Particles at Cutoffs in the Electromagnetic Spectrum

Tonis Vaga

401 Linden Lane, Brielle, New Jersey 08730 U.S.A.

A finite‐difference formulation of Maxwell's equations in free space leads to electromagnetic wave propagation governed by the nonlinear dispersion relationship ω = ω_c|sin(kλ_c)|, where ω_c = c/λ_c, c is the speed of light, and λ_c is the Compton wavelength.
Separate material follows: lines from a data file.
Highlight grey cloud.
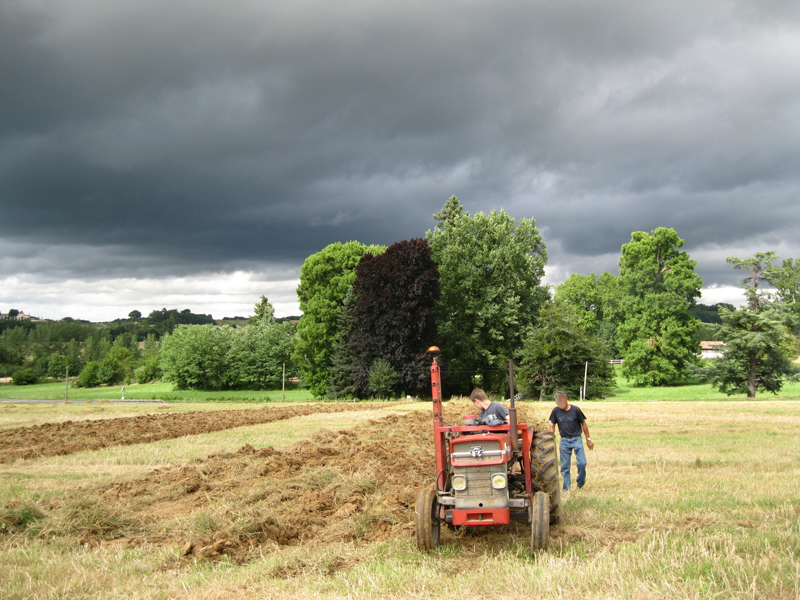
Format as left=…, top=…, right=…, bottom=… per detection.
left=0, top=0, right=800, bottom=304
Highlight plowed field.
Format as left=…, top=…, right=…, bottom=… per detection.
left=6, top=403, right=552, bottom=577
left=0, top=402, right=400, bottom=463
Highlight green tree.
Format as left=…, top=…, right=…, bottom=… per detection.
left=160, top=325, right=238, bottom=390
left=617, top=227, right=702, bottom=385
left=228, top=318, right=295, bottom=389
left=78, top=360, right=100, bottom=387
left=47, top=353, right=67, bottom=379
left=554, top=273, right=603, bottom=334
left=327, top=287, right=356, bottom=400
left=67, top=338, right=83, bottom=377
left=250, top=296, right=275, bottom=323
left=11, top=368, right=39, bottom=385
left=517, top=303, right=614, bottom=400
left=433, top=196, right=469, bottom=229
left=134, top=333, right=163, bottom=383
left=427, top=210, right=547, bottom=393
left=294, top=242, right=385, bottom=398
left=711, top=303, right=795, bottom=398
left=369, top=358, right=400, bottom=398
left=710, top=252, right=796, bottom=398
left=725, top=252, right=778, bottom=310
left=766, top=258, right=800, bottom=324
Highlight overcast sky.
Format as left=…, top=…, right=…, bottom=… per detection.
left=0, top=0, right=800, bottom=321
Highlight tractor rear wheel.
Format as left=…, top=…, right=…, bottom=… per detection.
left=414, top=488, right=440, bottom=552
left=531, top=431, right=561, bottom=525
left=531, top=492, right=550, bottom=554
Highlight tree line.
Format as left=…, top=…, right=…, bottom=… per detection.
left=6, top=196, right=800, bottom=399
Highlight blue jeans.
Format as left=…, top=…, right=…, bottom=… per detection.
left=559, top=437, right=586, bottom=491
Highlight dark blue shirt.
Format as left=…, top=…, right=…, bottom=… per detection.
left=550, top=404, right=586, bottom=437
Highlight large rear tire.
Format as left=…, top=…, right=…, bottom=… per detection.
left=531, top=431, right=561, bottom=525
left=531, top=492, right=550, bottom=555
left=414, top=488, right=441, bottom=552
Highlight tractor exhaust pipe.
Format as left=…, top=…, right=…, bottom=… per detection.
left=508, top=358, right=519, bottom=455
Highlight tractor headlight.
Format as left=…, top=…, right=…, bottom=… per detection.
left=492, top=473, right=506, bottom=490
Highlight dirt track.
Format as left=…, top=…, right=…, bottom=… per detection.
left=0, top=402, right=400, bottom=463
left=6, top=403, right=552, bottom=564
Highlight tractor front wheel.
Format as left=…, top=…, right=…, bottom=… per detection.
left=414, top=488, right=441, bottom=552
left=531, top=492, right=550, bottom=555
left=531, top=431, right=561, bottom=525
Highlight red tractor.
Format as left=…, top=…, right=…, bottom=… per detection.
left=414, top=346, right=561, bottom=554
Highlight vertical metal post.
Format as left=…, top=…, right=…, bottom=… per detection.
left=582, top=360, right=589, bottom=400
left=508, top=358, right=519, bottom=454
left=431, top=354, right=447, bottom=490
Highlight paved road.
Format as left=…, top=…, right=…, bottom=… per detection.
left=0, top=398, right=165, bottom=404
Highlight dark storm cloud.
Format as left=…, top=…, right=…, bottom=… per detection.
left=0, top=0, right=800, bottom=300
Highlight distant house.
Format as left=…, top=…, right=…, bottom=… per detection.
left=700, top=341, right=725, bottom=360
left=0, top=311, right=31, bottom=321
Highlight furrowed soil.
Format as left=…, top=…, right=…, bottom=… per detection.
left=6, top=403, right=552, bottom=578
left=0, top=402, right=398, bottom=463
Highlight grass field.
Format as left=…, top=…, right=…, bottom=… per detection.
left=0, top=401, right=800, bottom=599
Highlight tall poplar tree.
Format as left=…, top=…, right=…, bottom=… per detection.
left=427, top=205, right=547, bottom=394
left=617, top=227, right=702, bottom=385
left=293, top=242, right=385, bottom=398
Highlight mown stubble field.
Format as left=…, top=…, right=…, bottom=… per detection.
left=0, top=401, right=800, bottom=598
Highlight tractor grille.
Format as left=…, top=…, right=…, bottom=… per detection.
left=453, top=439, right=502, bottom=462
left=453, top=465, right=508, bottom=509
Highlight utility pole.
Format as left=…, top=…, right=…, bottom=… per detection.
left=583, top=360, right=589, bottom=400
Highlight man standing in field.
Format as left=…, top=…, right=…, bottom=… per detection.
left=550, top=391, right=594, bottom=492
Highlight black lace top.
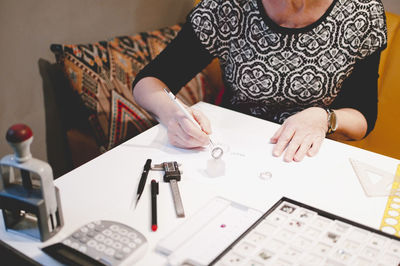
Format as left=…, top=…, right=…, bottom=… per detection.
left=134, top=0, right=387, bottom=135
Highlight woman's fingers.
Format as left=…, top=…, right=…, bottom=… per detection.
left=271, top=107, right=326, bottom=162
left=167, top=105, right=211, bottom=148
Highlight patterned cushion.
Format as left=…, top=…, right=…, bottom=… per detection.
left=52, top=25, right=215, bottom=151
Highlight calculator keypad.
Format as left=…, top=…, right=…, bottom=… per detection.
left=62, top=220, right=147, bottom=265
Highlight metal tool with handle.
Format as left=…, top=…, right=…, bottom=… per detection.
left=151, top=162, right=185, bottom=217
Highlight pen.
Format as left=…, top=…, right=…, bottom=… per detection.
left=151, top=179, right=158, bottom=232
left=135, top=159, right=151, bottom=208
left=164, top=88, right=224, bottom=159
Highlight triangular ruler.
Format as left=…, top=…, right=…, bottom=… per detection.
left=349, top=158, right=394, bottom=197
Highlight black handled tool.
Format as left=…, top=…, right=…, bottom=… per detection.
left=163, top=162, right=185, bottom=217
left=151, top=179, right=158, bottom=231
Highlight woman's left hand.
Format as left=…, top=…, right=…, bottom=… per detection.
left=270, top=107, right=328, bottom=162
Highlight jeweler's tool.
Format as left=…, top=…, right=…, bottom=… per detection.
left=164, top=88, right=224, bottom=159
left=151, top=162, right=185, bottom=217
left=135, top=159, right=151, bottom=208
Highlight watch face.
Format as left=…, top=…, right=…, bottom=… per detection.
left=329, top=110, right=338, bottom=132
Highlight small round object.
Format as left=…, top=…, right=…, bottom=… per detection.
left=211, top=146, right=224, bottom=159
left=259, top=171, right=272, bottom=180
left=6, top=124, right=33, bottom=143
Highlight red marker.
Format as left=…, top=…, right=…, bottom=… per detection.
left=151, top=179, right=158, bottom=232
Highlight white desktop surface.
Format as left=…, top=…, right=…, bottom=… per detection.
left=0, top=102, right=399, bottom=265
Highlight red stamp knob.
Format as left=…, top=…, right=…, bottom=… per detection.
left=6, top=124, right=33, bottom=143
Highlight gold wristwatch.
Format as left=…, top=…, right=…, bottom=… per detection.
left=325, top=108, right=338, bottom=135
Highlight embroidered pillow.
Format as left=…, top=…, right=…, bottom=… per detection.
left=51, top=25, right=213, bottom=151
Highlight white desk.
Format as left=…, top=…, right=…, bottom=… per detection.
left=0, top=103, right=399, bottom=265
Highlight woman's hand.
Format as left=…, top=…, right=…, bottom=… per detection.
left=270, top=107, right=328, bottom=162
left=166, top=106, right=211, bottom=148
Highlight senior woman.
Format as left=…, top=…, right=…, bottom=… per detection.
left=133, top=0, right=387, bottom=162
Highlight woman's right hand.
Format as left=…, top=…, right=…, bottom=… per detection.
left=165, top=106, right=211, bottom=148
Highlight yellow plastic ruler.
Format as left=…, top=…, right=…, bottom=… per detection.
left=380, top=164, right=400, bottom=236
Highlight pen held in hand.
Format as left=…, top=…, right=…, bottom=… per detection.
left=164, top=88, right=224, bottom=159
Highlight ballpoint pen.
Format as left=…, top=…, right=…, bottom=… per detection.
left=135, top=159, right=151, bottom=208
left=151, top=179, right=158, bottom=232
left=164, top=88, right=224, bottom=159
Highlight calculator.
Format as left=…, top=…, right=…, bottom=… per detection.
left=42, top=220, right=148, bottom=266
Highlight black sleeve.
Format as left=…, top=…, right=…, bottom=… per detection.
left=132, top=22, right=213, bottom=94
left=330, top=50, right=382, bottom=137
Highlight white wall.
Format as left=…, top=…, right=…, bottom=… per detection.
left=0, top=0, right=193, bottom=177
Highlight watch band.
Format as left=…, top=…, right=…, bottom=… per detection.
left=325, top=108, right=337, bottom=135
This corresponds to the classical dispersion relationship ω = kc in the limit of frequencies far below cutoffs in the electromagnetic spectrum at ω_c = mc²/ħ. Since the group velocity is ν_g ≡ dω/dk = c|cos(kλ_c)|, the dispersion relationship can also be expressed in terms of observables ν_g and c as ω = ω_c(1 − (ν_g/c)²)^1/2. In addition, it is shown that dispersive wave‐packets near cutoff correspond to the Schrödinger equation for a free particle.

Keywords: electromagnetic spectrum, dispersion, Compton wavelength, cutoff frequency, Lorentz transformation, wave‐packets, Schrödinger equation, particles

Received: May 13, 1999; Published online: December 15, 2008